The Pelican State’s senior senator has struggled to unify the Republican vote after finishing second in the Oct. 24 jungle primary with just 23 percent. He trails Democrat John Bel Edwards in multiple public polls heading into the Nov. 21 runoff.
Vitter’s numbers have dipped to a point where, should he lose, some Republicans will want him to drop his bid for re-election to the Senate in 2016 because they are concerned he could put the seat at risk of a Democratic takeover. Republicans are already defending senators in blue and purple states, and GOP strategists don’t want to have to spend money in a state where President Barack Obama received 41 percent in 2012.
Still, with Republican Matt Bevin’s surprisingly comfortable win in last week’s gubernatorial race in Kentucky — after being down in the polls — it’s worth considering whether Obama’s unpopularity in the South could prove enough to vault Vitter to victory, too, and make a Senate decision moot.
Of the six public polls since the end of September in Kentucky, five showed Democrat Jack Conway in the lead with margins between 2 points and 5 points. A sixth poll at the end of October showed Conway and Bevin tied at 44 percent. That was the last public poll in the race, and private polls didn’t hint at the final 9-point margin either.
Just because the polling was askew in Kentucky doesn’t mean it’s off in Louisiana. Even taken at face value, Vitter faces some significant hurdles. Recent Pelican State polls, public and private, show Vitter trailing Edwards by between 8 points and 20 points, and, maybe more importantly, the Democrat is hovering at or above 50 percent.
In Kentucky, Conway consistently polled between 42 percent and 45 percent. He received 44 percent on Election Day, compared to 53 percent for Bevin. Undecided voters were apparently not undecided and not interested in voting for a Democrat.
But in Louisiana, Edwards was at 49 percent, 52 percent, 54 percent and 52 percent in the four public polls conducted since the primary. If those polls are accurate, he may not need any undecided voters to win.
Vitter and Republicans are trying to persuade voters by coupling Edwards with Obama, similar to a strategy Bevin and Republicans employed in Kentucky. But time is running short for the senator, considering early voting started over the weekend.
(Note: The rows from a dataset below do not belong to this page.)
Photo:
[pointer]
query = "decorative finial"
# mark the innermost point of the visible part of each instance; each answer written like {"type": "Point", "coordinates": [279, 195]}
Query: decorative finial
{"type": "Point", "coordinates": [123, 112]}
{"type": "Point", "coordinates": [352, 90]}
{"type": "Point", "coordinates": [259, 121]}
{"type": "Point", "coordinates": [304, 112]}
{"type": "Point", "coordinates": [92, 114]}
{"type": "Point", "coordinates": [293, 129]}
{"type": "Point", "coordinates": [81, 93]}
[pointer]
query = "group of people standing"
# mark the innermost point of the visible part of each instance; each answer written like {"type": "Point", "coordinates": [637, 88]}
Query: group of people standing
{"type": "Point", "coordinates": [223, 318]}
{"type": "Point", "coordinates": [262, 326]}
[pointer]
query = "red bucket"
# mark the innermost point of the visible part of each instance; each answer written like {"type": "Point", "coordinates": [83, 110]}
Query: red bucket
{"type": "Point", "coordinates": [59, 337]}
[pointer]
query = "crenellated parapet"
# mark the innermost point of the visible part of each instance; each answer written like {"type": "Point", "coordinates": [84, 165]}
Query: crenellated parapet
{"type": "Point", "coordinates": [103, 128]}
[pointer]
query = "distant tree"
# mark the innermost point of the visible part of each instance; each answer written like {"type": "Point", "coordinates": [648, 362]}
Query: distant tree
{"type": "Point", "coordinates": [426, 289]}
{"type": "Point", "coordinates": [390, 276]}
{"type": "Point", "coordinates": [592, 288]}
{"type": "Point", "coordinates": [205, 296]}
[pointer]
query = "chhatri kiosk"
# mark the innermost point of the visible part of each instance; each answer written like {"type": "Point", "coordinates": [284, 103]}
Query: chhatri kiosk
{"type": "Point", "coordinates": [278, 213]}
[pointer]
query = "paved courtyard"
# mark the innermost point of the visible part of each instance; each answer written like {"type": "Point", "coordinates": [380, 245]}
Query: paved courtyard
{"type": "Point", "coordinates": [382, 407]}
One GOP strategist admitted the party could probably drive up Edwards’ negatives enough to win, but it might take two months, rather than two weeks.
Vitter’s challenges are enough that the Rothenberg & Gonzales Political Report/Roll Call rating is being changed from Leans Republican to Tossup.
But Edwards isn’t cruising to the finish line. The Democrat unveiled a blistering attack ad that explicitly reminded voters about Vitter’s connection to the “D.C. Madam.”
“David Vitter chose prostitutes over patriots,” the narrator says. “Now the choice is yours.”